Another is weighted student funding, which sounds good on the surface as all these ideas do until they are implemented.

And a third is the parent trigger, now in the news, which allows and encourages a bare majority of parents to seize control of their school. Baker calls this “mob rule.”

If you want to know the other two, read Bruce Baker.

Diane

We don’t have to wonder what Mitt Romney’s education plan would look like if he is elected. It would look like the Jindal legislation passed this spring in Louisiana.

The Louisiana “reforms” represent the purest distillation of the rightwing agenda for education.

First, they create a marketplace of competition, with publicly funded vouchers and many new charter schools under private management.

Second, more than half the children in the state (400,000+) are eligible for vouchers, even though only about 5,000 seats have been offered, some in tiny church schools that don’t actually have the seats or facilities or teachers.

Third, the charter authorities will collect a commission for every student that enrolls in a charter, a windfall for them. And of course, there is a “parent trigger” to encourage the creation of more charters as parents become discouraged by neglected, underfunded public schools.

Fourth, the money for the vouchers and charters will come right out of the minimum funding allocated for the public schools, guaranteeing that the remaining public schools will have less money, more crowded classes, and suffer major budget cuts.

Fifth, the law authorizes public money for online instruction, for online for-profit schools, and for instruction offered by private businesses, universities, tutors, and anyone else who wants to claim a share of the state’s money for public education.
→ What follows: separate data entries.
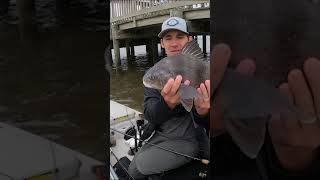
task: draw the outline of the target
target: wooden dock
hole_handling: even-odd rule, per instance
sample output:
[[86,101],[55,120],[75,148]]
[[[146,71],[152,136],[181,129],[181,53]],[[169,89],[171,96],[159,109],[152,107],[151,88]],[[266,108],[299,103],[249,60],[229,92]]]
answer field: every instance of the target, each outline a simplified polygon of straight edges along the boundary
[[205,37],[210,34],[209,0],[111,0],[110,8],[110,39],[115,66],[120,65],[121,47],[126,47],[127,59],[132,59],[135,56],[134,46],[139,45],[146,45],[147,54],[155,63],[160,43],[157,35],[162,22],[172,16],[186,19],[193,36],[204,37],[203,52],[206,54]]

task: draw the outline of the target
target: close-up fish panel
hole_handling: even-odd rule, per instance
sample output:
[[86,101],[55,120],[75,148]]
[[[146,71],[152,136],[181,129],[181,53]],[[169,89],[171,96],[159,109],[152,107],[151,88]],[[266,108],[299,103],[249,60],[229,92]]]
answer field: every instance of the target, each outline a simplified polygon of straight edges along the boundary
[[319,10],[318,1],[215,1],[214,178],[320,177]]

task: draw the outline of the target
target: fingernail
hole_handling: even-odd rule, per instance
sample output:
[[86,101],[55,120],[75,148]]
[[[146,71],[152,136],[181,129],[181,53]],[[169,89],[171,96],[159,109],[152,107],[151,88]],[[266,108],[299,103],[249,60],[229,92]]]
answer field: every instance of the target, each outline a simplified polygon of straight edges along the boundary
[[219,52],[219,54],[221,53],[221,55],[228,55],[230,53],[230,48],[227,44],[224,44],[224,43],[220,43],[220,44],[217,44],[216,46],[214,46],[214,49],[213,51],[215,53]]
[[320,61],[317,58],[311,57],[304,62],[304,71],[310,71],[310,69],[320,66]]
[[299,69],[293,69],[288,74],[288,80],[294,81],[302,76],[302,72]]

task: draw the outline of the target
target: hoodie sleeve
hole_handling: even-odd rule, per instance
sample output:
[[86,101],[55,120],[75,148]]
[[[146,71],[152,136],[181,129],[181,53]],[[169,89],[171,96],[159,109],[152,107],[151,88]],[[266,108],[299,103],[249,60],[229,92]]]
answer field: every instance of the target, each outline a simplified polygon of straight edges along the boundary
[[159,125],[170,119],[176,108],[171,110],[160,92],[156,89],[144,87],[144,116],[147,121]]
[[199,124],[200,126],[204,127],[207,132],[209,132],[210,127],[210,112],[207,115],[201,116],[197,113],[196,109],[192,108],[192,114],[194,117],[195,123]]

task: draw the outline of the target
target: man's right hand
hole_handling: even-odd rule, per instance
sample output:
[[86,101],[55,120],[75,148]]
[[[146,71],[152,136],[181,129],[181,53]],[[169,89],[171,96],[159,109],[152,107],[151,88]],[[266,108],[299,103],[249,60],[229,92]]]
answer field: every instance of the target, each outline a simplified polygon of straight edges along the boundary
[[[177,92],[180,87],[181,81],[181,75],[177,75],[176,79],[170,78],[161,90],[161,96],[170,109],[173,109],[174,107],[176,107],[176,105],[180,104],[180,94]],[[186,81],[184,84],[189,85],[190,82]]]

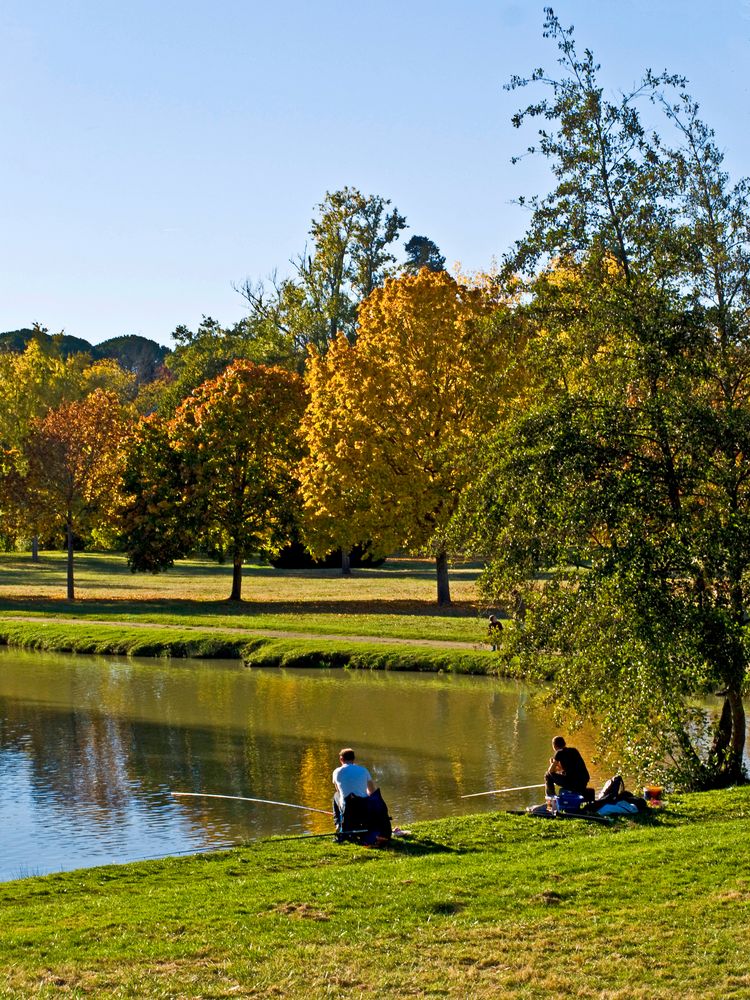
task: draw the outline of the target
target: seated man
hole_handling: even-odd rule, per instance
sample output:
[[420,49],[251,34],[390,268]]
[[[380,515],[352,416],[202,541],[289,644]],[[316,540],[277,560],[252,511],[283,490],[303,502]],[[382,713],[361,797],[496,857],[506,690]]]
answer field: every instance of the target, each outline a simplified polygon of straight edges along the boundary
[[555,754],[550,758],[549,770],[544,776],[547,797],[551,798],[555,794],[555,785],[568,788],[578,795],[585,795],[589,772],[583,757],[575,747],[567,746],[562,736],[556,736],[552,740],[552,749]]
[[337,830],[341,829],[347,795],[354,794],[366,798],[375,791],[375,783],[370,777],[370,772],[361,764],[354,763],[354,751],[351,747],[345,747],[339,753],[339,762],[340,766],[331,775],[333,787],[336,789],[333,794],[333,815]]
[[370,846],[388,843],[392,835],[391,817],[370,772],[354,763],[351,747],[341,751],[339,760],[341,766],[332,775],[336,789],[333,815],[339,843],[352,839]]

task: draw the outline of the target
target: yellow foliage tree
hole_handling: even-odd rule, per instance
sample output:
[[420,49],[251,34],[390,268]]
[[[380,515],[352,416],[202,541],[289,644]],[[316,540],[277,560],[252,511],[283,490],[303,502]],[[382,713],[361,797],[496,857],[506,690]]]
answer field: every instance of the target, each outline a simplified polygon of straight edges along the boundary
[[354,344],[311,351],[300,479],[313,553],[430,551],[450,603],[445,529],[498,419],[514,335],[495,288],[426,269],[387,281],[360,307]]

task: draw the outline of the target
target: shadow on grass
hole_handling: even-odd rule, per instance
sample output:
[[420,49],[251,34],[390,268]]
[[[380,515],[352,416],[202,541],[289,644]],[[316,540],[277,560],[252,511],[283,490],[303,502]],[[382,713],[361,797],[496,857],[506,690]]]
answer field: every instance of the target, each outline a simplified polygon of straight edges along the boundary
[[[482,569],[481,563],[459,563],[450,569],[450,578],[456,582],[474,581]],[[231,563],[219,563],[198,560],[185,560],[175,564],[170,569],[164,570],[161,574],[136,573],[133,574],[128,568],[125,558],[120,554],[78,552],[75,555],[76,576],[81,577],[89,573],[96,573],[98,576],[132,576],[133,579],[142,581],[149,577],[158,579],[160,576],[183,576],[199,578],[223,578],[226,577],[228,586],[231,584],[232,565]],[[28,583],[30,573],[41,573],[44,575],[65,573],[65,554],[63,552],[42,552],[38,562],[32,562],[30,555],[5,555],[0,561],[0,580],[3,584],[24,585]],[[251,577],[260,579],[276,580],[340,580],[340,569],[275,569],[264,563],[249,562],[244,568],[245,579]],[[395,577],[406,577],[409,580],[429,580],[435,579],[435,567],[429,560],[425,559],[389,559],[385,565],[373,569],[366,567],[357,568],[352,571],[354,578],[361,577],[368,580],[392,580]],[[84,581],[85,582],[85,581]],[[121,586],[122,584],[118,584]]]
[[[3,578],[4,579],[4,578]],[[85,585],[77,585],[79,591]],[[0,597],[0,612],[16,611],[33,614],[47,613],[76,618],[96,618],[102,615],[170,615],[175,618],[221,617],[252,619],[263,615],[294,615],[302,625],[306,615],[417,615],[424,618],[476,618],[477,609],[468,601],[456,602],[451,607],[410,600],[360,600],[360,601],[195,601],[174,597],[149,600],[127,597],[89,598],[75,601],[64,598]]]
[[448,847],[447,844],[439,844],[429,837],[419,837],[412,839],[396,838],[388,845],[388,850],[395,851],[407,857],[419,858],[427,854],[465,854],[461,847]]

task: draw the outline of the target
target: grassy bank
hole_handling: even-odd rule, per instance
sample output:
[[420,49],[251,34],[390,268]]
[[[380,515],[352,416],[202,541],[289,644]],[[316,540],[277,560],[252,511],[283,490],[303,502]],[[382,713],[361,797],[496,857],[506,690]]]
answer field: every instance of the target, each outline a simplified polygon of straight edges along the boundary
[[87,622],[0,620],[0,644],[21,649],[118,656],[241,659],[253,667],[350,667],[360,670],[492,674],[486,650],[433,649],[386,642],[248,637],[220,629],[110,626]]
[[[478,564],[451,568],[454,608],[441,617],[472,616],[477,599]],[[232,589],[231,565],[209,559],[180,559],[164,573],[131,573],[125,557],[113,552],[79,552],[75,556],[76,596],[120,602],[173,600],[225,601]],[[429,559],[388,559],[382,566],[355,569],[342,577],[335,569],[282,570],[262,563],[243,568],[242,596],[248,606],[317,609],[356,613],[380,607],[397,614],[437,613],[435,566]],[[65,553],[44,551],[33,563],[28,553],[0,553],[0,599],[47,599],[65,596]],[[226,605],[225,605],[226,607]]]
[[0,886],[3,996],[747,997],[750,790]]

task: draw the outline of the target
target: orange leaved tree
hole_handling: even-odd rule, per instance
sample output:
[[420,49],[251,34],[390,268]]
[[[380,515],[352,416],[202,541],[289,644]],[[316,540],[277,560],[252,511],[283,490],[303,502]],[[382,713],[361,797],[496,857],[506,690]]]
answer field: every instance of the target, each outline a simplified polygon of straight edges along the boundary
[[300,478],[313,552],[431,551],[450,603],[445,532],[502,408],[510,318],[491,283],[423,269],[363,302],[355,343],[311,352]]
[[235,361],[198,386],[172,421],[186,513],[200,540],[232,557],[230,601],[242,599],[244,559],[288,539],[304,408],[299,375]]
[[73,536],[107,518],[122,469],[125,420],[103,389],[32,420],[22,444],[25,472],[14,494],[32,531],[65,525],[67,596],[75,598]]
[[289,539],[304,408],[299,375],[238,360],[172,420],[142,421],[128,442],[121,508],[131,569],[159,572],[198,547],[227,552],[229,600],[241,600],[245,558]]

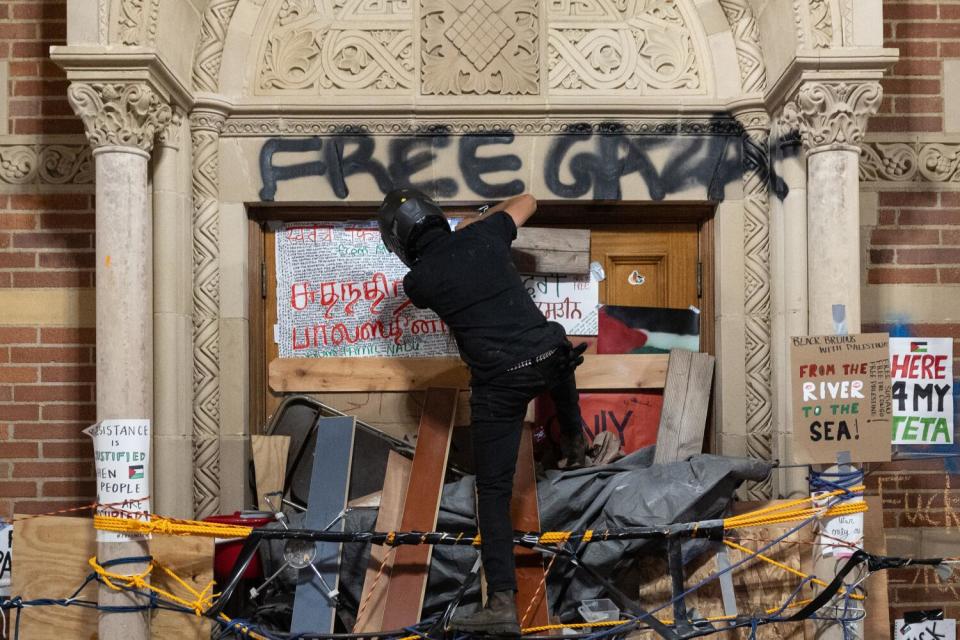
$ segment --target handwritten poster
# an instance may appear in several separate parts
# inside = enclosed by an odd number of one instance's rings
[[[592,272],[583,275],[526,275],[523,286],[543,316],[562,324],[567,335],[597,335],[600,283]]]
[[[102,420],[83,430],[93,438],[97,515],[150,519],[150,421]],[[143,539],[97,531],[97,542]]]
[[[796,462],[890,460],[888,348],[885,333],[792,338]]]
[[[408,269],[376,223],[289,224],[276,253],[280,357],[457,355],[446,324],[404,295]]]
[[[924,620],[907,624],[897,620],[897,640],[957,640],[956,620]]]
[[[890,338],[893,444],[953,444],[953,339]]]
[[[0,520],[0,598],[10,596],[13,581],[13,525]]]

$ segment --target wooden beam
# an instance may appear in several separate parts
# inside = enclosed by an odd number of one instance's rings
[[[586,355],[577,369],[581,391],[662,389],[666,354]],[[276,358],[270,388],[279,393],[466,389],[470,375],[459,358]]]
[[[510,246],[520,273],[590,272],[590,231],[520,227]]]
[[[523,425],[520,449],[517,452],[510,520],[517,531],[540,531],[536,460],[533,457],[533,425],[529,423]],[[517,566],[517,613],[520,616],[520,625],[539,627],[549,624],[550,614],[543,556],[539,551],[524,547],[514,547],[514,553]]]
[[[263,496],[274,491],[283,492],[290,436],[250,436],[250,449],[257,478],[257,505],[261,511],[270,511],[270,504]],[[274,505],[279,506],[280,501],[276,500]]]

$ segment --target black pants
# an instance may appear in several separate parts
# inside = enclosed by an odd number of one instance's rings
[[[549,391],[560,429],[580,428],[580,396],[573,371],[565,368],[569,347],[543,362],[471,385],[470,414],[477,475],[477,521],[487,592],[516,590],[510,498],[527,404]]]

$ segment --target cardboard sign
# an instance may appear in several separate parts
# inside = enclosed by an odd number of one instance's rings
[[[593,274],[526,275],[523,286],[543,316],[562,324],[568,335],[597,335],[600,283]]]
[[[907,624],[901,618],[894,629],[897,640],[957,640],[957,621],[951,619]]]
[[[10,596],[13,581],[13,525],[0,520],[0,598]],[[2,629],[0,629],[2,633]]]
[[[97,515],[150,519],[150,421],[101,420],[83,430],[93,438]],[[97,542],[126,542],[148,536],[97,531]]]
[[[890,338],[893,444],[953,444],[953,339]]]
[[[637,393],[581,393],[580,423],[592,442],[604,431],[617,436],[624,453],[652,447],[657,443],[657,427],[663,409],[659,391]],[[548,394],[536,400],[534,423],[553,442],[560,442],[557,411]]]
[[[792,338],[796,462],[890,460],[888,348],[885,333]]]

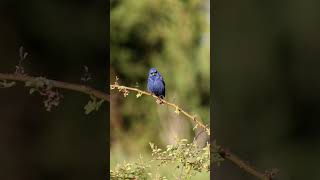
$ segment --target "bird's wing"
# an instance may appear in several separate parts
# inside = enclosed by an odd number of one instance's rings
[[[166,86],[166,84],[164,83],[164,80],[163,80],[162,75],[161,75],[160,73],[159,73],[159,75],[160,75],[160,76],[159,76],[159,77],[160,77],[160,80],[163,82],[163,85]]]
[[[147,80],[147,89],[149,92],[151,92],[151,89],[150,89],[150,83],[152,82],[152,79],[150,77],[148,77],[148,80]]]
[[[162,76],[161,76],[161,81],[163,83],[163,96],[165,97],[166,96],[166,83],[164,82]]]

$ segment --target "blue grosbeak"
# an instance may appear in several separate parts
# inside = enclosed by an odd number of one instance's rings
[[[151,68],[148,77],[148,91],[163,99],[166,96],[166,88],[163,77],[156,68]]]

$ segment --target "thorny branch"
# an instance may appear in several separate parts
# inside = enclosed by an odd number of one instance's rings
[[[143,95],[143,94],[144,94],[144,95],[147,95],[147,96],[152,96],[152,97],[154,97],[157,101],[160,101],[161,104],[162,104],[162,103],[163,103],[163,104],[167,104],[168,106],[174,108],[174,109],[175,109],[175,112],[176,112],[177,114],[182,113],[183,115],[185,115],[186,117],[188,117],[189,119],[191,119],[194,123],[196,123],[196,127],[197,127],[197,126],[200,126],[202,129],[204,129],[204,130],[206,131],[206,133],[207,133],[208,135],[210,135],[210,128],[208,128],[207,125],[204,125],[200,119],[198,119],[198,118],[196,118],[195,116],[187,113],[186,111],[184,111],[183,109],[181,109],[181,108],[180,108],[178,105],[176,105],[176,104],[170,103],[170,102],[168,102],[168,101],[166,101],[166,100],[164,100],[164,99],[160,99],[160,98],[158,98],[156,95],[151,94],[151,93],[146,92],[146,91],[143,91],[143,90],[140,90],[140,89],[138,89],[138,88],[121,86],[121,85],[119,85],[117,82],[115,82],[114,84],[110,85],[110,88],[111,88],[111,89],[117,88],[120,92],[123,92],[124,96],[127,96],[128,93],[129,93],[129,91],[135,91],[135,92],[137,92],[137,93],[138,93],[138,94],[137,94],[137,97],[140,97],[140,96]]]

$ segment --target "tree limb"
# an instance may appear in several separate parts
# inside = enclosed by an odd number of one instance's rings
[[[27,81],[32,81],[36,80],[36,77],[33,76],[28,76],[25,74],[4,74],[0,73],[0,80],[11,80],[11,81],[20,81],[20,82],[27,82]],[[105,101],[110,102],[110,95],[96,90],[92,87],[81,85],[81,84],[74,84],[74,83],[67,83],[67,82],[62,82],[62,81],[56,81],[56,80],[51,80],[47,79],[50,84],[55,87],[55,88],[60,88],[60,89],[67,89],[67,90],[72,90],[72,91],[78,91],[84,94],[88,95],[93,95],[99,99],[103,99]]]
[[[117,82],[115,82],[115,84],[110,85],[110,88],[111,88],[111,89],[117,88],[120,92],[123,92],[123,93],[124,93],[124,96],[126,96],[126,95],[128,94],[128,90],[129,90],[129,91],[138,92],[137,97],[139,97],[139,96],[138,96],[139,94],[140,94],[140,96],[141,96],[142,94],[147,95],[147,96],[152,96],[152,97],[154,97],[155,99],[161,101],[161,103],[164,103],[164,104],[167,104],[168,106],[173,107],[173,108],[175,109],[175,112],[176,112],[177,114],[182,113],[183,115],[185,115],[186,117],[188,117],[189,119],[191,119],[194,123],[196,123],[196,126],[200,126],[201,128],[203,128],[203,129],[205,130],[205,132],[206,132],[208,135],[210,135],[210,129],[208,128],[207,125],[204,125],[200,119],[198,119],[198,118],[196,118],[195,116],[192,116],[191,114],[187,113],[186,111],[184,111],[183,109],[181,109],[181,108],[180,108],[178,105],[176,105],[176,104],[170,103],[170,102],[168,102],[168,101],[166,101],[166,100],[164,100],[164,99],[160,99],[160,98],[158,98],[156,95],[151,94],[151,93],[146,92],[146,91],[142,91],[142,90],[140,90],[140,89],[138,89],[138,88],[132,88],[132,87],[127,87],[127,86],[120,86]]]
[[[220,154],[221,157],[224,159],[227,159],[231,161],[234,165],[238,166],[240,169],[244,170],[245,172],[255,176],[258,179],[261,180],[272,180],[273,176],[277,173],[262,173],[256,170],[253,166],[249,165],[248,163],[244,162],[242,159],[240,159],[238,156],[235,154],[231,153],[228,150],[225,150],[223,148],[218,149],[218,153]]]

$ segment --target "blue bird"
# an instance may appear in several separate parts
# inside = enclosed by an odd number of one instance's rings
[[[166,96],[166,88],[163,77],[156,68],[151,68],[148,77],[148,91],[163,99]]]

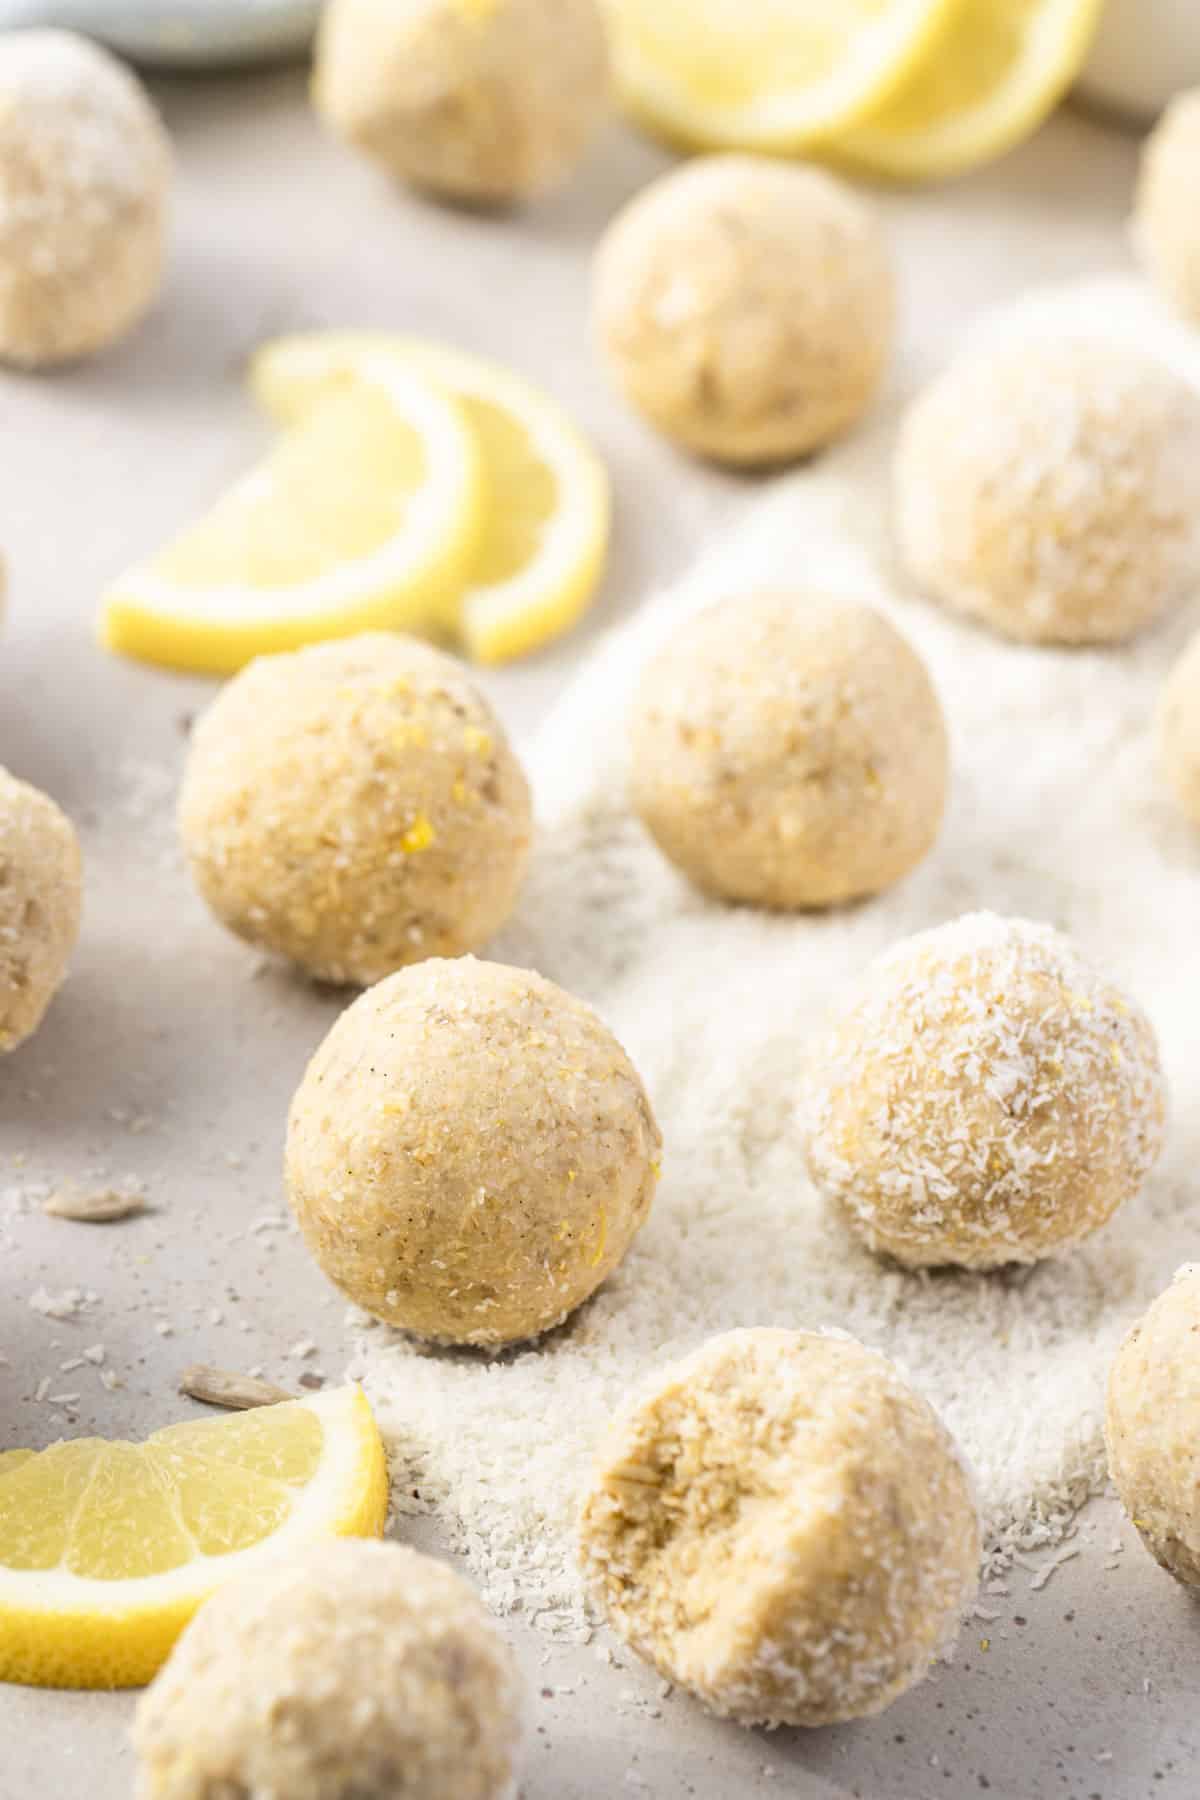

Sixth, teacher evaluation will be tied to student test scores and teachers can be easily fired, assuring that no one will ever dare teach anything controversial or disagree with their principal. Teachers in charter schools, the biggest growth sector, will not need certification.

Rather than go on, I here link to a blog I wrote at Bridging Differences (hosted by Education Week). My blog links to an article written by a Louisiana teacher who happens to have been a professional journalist. You should read what she wrote.

The Jindal plan is sweeping and it seeks to dismantle public education. It is a plan to privatize public education. It is not conservative. Conservatives don’t destroy essential democratic institutions. Conservatives build on tradition, they don’t heedlessly cast them aside. Conservatives are conservative because they take incremental steps, to fix what’s broken, not to sweep away an entire institution. Jindal’s plan is not conservative. It is reactionary.

And it is a template for what Romney promises to do.

Diane

The annual meeting of the U.S. Conference of Mayors unanimously passed a resolution endorsing the so-called parent trigger idea.

The parent trigger means that 51% of parents at a school can sign a petition, and as the Reuters article about it said, “seize control” of the school.

Once the parents have seized control, with the endorsement of the mayors, they can fire the staff or hand the school over to a charter corporation. In other words, they can seize public property and privatize it.

This is nuts.

The parent trigger idea was hatched by a group called “Parent Revolution,” which is richly endowed by the billionaire boys’ club: the Gates Foundation, the Broad Foundation, and the Walton Foundation. These are not what you call ordinary parents. I expect there are paid parents on its staff, but it is not what you would call a grassroots group. Its executive director, Ben Austin, was appointed to the California State Board of Education by Governor Arnold Schwarzenegger, but removed by Governor Jerry Brown.

When Republicans in Florida tried to push through parent trigger legislation, it was opposed by Florida parent groups. The sponsors had to import Parent Revolution staff from California to endorse it. The bill failed.

The parent trigger is a hoax against parents. In two years since the law was passed in California, not a single school went charter.

But who knows? Maybe hundreds of thousands of schools will be taken over by parents and handed off to for-profit charter organizations.

Sorry to repeat myself, but this is nuts.